Max (Cho), a single father, and Wally (Park), his teenage daughter, spend the duration driving to the former’s college reunion and attempting to find the latter’s mother. Max has a terminal illness with a shot at living that he doesn’t want to risk. Wally, like any teenager, remains defiant and unsure of her own future, balancing an overbearing father and her fleeting romance with a boy in her grade who happens to be a real piece of work, asking her for nude photos with every other text message.
Together they comprise the overwhelming majority of Marks’s film, and despite the believability of their relationship they cannot seem to interact with the rest of the world. Max keeps up a fling with the younger Annie (Kaya Scodelario), and each of Wally’s interactions seem manufactured by a robotic script following a teen movie algorithm. Max and Annie are drawn to one another by the idea that they’re needed in each other’s lives, yet the basis for that belief goes unexplored. Max needs any support in his time of sickness, while Annie’s character gets little-to-no backstory. She’s simply a stand-in—she could have any name or any personality—a person to break up the main plot of the road trip.
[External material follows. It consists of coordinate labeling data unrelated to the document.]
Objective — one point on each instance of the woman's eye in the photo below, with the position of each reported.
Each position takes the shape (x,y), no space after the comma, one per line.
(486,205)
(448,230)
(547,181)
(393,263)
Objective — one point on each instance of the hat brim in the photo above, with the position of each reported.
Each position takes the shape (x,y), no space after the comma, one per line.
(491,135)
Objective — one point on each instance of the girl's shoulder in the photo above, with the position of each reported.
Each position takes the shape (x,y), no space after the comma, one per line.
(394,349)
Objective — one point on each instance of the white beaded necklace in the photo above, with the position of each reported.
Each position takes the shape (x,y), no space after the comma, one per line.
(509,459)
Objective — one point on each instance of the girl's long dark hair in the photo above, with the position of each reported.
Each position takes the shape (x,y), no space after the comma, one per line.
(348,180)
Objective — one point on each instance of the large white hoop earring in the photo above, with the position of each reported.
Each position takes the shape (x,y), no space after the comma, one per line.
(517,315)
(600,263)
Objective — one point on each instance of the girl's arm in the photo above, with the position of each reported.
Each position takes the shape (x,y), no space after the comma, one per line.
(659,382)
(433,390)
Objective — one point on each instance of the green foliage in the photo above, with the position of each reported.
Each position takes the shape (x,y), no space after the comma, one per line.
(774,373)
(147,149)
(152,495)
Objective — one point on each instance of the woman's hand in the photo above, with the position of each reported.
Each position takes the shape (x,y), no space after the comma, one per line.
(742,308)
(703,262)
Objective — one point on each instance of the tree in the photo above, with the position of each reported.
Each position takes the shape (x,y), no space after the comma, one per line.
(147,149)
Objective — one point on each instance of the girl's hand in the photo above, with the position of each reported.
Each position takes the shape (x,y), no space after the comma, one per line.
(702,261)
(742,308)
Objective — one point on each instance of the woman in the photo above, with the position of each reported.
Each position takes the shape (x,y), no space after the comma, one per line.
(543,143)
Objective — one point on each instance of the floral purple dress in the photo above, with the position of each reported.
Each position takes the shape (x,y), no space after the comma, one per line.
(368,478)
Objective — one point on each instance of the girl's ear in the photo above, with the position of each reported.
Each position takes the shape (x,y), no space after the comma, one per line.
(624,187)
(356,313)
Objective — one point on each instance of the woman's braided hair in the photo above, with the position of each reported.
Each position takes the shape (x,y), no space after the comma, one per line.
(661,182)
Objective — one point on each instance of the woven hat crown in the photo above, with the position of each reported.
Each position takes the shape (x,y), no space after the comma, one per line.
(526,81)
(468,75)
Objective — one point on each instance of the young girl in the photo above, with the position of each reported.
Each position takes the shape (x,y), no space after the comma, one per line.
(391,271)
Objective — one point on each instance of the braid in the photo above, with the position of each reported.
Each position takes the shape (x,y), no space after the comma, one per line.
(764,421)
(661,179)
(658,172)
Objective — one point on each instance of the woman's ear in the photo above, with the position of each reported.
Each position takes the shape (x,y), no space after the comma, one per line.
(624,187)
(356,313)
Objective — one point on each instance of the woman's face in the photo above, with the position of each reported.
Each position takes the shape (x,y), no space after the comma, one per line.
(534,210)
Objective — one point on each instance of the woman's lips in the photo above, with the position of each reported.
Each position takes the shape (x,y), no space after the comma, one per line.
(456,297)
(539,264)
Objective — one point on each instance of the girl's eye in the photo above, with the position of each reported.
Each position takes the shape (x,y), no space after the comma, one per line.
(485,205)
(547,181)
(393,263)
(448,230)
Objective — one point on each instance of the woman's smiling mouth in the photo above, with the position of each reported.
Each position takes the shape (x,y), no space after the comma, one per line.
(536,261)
Cho and Isaac give it their best effort, the veteran actor showing another reason to put him near the top of his class; he continues crafting great performances and fits comfortably into this new era of father-figure roles. Isaac feels like a teenager, a compliment that might seem trite but is absolutely necessary in a film resting on these two’s bond, or lack thereof. She’s frustrated, annoyed, carefree, unknowing, self-conscious, and impulsive—a teenager.
Emotional beats often work due to Cho and Isaac’s chemistry. Their conversations about life, love, and dancing have resonance and relatability, and most audience members will feel a sense of investment in how this story ends—until the ending that plays like a YA novel with a half-baked third act. It’s likely people will make the mistake of thinking this was an adaptation of a popular book, one of those novels seen in airports and picked up by parents and teens looking to throw it away after their vacation ends.
Cho, Isaac, and a cameo from Jemaine Clement become bright spots in a film trying too hard to buck trends of other road-trip journeys while ultimately falling into similar traps. Life lessons and karaoke songs go to waste with the talent of a cast too good for this story.
Don’t Make Me Go screened at the Tribeca Festival and arrives on Prime Video on July 15.